# Path Counting

In the city of Trafficville there is a region where all the streets are one-way. If a car drives into this region, it can only drive south or east. (It’s really not very practical. The city council is debating what should be done about it.)

Restaurant owner Rosa Gustaroni, who is going to work this morning, wants to drive from the bakery (at the green star) to her restaurant (at the orange star). How many ways can she get there? Which route is the shortest?

In this problem, it’s just as important to remember what we can’t do as to remember what we can. The big limitation here is the bit about the one-way streets. It means Ms. Gustaroni can’t do this:

In fact, we can do even better. We know that she can’t go on streets north or west of her house without driving the wrong way along a one-way street. And we also know that if she drives too far south or east, she won’t be able to get back to the restaurant without taking a big detour. So we can simplify our diagram like so:

Well now, that looks a lot more manageable.

Now, if we look hard enough we discover a key point: whatever route Ms. Gustaroni takes, she has to go exactly four blocks east and exactly three blocks south. No more, no less. That makes a total of seven steps, always – and that answers one of the questions we are asked. There is no “shortest” route.

What about the other question? How many ways are there to get from the bakery to the restaurant? We know that there will be seven total steps, and that three of them will be southward. Hey, this looks familiar – we’re asked to pick three of the seven steps to be southward! We’ve bumped into our old friend, choosing.
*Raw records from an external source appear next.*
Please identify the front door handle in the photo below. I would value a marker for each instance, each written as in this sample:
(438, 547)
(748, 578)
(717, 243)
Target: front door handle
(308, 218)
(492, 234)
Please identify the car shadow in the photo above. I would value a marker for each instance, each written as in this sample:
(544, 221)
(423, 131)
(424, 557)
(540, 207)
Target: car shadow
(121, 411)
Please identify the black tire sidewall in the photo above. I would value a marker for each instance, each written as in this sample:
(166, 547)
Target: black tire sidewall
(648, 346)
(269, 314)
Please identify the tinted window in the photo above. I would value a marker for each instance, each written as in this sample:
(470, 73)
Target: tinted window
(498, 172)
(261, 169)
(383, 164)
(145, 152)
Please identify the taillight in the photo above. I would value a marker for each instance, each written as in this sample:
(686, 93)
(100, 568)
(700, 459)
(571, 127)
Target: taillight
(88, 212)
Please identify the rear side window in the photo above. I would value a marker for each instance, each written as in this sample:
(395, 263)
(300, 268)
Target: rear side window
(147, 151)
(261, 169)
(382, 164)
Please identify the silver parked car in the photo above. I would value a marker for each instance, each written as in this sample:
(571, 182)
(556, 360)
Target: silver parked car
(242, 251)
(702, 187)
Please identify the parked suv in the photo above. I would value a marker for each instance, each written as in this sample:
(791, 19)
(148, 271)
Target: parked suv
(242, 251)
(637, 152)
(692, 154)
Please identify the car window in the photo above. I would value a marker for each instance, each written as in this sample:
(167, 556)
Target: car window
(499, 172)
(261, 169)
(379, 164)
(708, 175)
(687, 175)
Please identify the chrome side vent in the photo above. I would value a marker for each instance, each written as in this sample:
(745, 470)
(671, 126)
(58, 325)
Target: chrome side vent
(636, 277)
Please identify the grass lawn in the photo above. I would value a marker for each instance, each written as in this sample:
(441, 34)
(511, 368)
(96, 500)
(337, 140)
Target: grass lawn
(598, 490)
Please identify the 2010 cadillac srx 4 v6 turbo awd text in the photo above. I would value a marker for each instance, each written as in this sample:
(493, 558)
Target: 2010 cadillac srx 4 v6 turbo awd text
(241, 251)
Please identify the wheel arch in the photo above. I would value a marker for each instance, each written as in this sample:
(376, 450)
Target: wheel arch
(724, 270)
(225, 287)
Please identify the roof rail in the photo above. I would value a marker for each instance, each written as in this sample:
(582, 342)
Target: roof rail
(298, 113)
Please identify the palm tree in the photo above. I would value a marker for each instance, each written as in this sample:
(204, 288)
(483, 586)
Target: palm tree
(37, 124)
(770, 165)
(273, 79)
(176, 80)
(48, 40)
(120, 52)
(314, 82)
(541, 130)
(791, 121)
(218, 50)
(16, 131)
$$\dbinom{7}{3} = \dfrac{7!}{3!(7-3)!} = \dfrac{5040}{6\cdot 24} = 35$$

That means that there are $35$ ways for Ms. Gustaroni to drive from the bakery to the restaurant. (We’d get the same answer if we’d chosen the $4$ eastward steps – read more on choosing if you don’t understand why.)
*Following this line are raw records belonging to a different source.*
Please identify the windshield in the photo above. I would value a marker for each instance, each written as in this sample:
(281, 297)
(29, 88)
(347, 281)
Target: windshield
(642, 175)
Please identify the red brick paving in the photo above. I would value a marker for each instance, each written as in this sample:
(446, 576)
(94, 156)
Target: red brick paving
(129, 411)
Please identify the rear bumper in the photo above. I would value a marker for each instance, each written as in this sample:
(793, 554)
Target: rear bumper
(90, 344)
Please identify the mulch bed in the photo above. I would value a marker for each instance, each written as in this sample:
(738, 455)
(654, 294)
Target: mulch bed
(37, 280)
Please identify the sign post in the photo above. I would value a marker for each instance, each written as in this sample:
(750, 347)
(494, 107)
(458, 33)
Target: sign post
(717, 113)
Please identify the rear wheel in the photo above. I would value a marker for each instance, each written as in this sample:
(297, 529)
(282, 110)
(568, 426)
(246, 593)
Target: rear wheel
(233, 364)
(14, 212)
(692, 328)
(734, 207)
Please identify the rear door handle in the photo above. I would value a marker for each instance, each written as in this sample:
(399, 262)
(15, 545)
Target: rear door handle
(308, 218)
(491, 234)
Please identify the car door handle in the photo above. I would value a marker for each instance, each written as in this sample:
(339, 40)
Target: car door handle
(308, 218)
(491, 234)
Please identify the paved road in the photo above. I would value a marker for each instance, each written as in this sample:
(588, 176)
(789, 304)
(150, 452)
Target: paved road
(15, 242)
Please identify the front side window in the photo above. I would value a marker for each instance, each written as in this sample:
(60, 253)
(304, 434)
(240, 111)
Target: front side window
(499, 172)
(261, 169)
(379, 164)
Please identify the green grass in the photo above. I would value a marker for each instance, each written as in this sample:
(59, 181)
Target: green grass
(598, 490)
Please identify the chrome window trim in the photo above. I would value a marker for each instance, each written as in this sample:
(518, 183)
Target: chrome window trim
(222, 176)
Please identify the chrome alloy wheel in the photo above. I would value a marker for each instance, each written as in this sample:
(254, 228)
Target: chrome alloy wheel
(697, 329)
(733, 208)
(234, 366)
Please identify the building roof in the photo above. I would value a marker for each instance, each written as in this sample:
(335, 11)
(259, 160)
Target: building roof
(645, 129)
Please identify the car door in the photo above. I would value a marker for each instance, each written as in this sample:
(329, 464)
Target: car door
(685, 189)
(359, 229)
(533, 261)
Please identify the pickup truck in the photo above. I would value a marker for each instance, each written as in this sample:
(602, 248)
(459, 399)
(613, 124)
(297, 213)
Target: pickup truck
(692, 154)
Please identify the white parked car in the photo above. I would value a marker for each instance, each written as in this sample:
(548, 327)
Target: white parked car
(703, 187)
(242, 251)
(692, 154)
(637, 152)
Let’s put a twist on this problem.

There has been a traffic accident at the intersection where the red X is, and the police have blocked off the area so that cars must go around the accident. Rosa Gustaroni still needs to get to her restaurant from the bakery. Now how many ways are there for her to make the trip?

Well, we could either do an awful lot of casework, or we could use a trick called complementary counting. In complementary counting, you count the total number of things, and then subtract the things you don’t want. This problem has a pretty clear definition of what we don’t want, and we already know the total number of things, so it seems like complementary counting is a good thing to try.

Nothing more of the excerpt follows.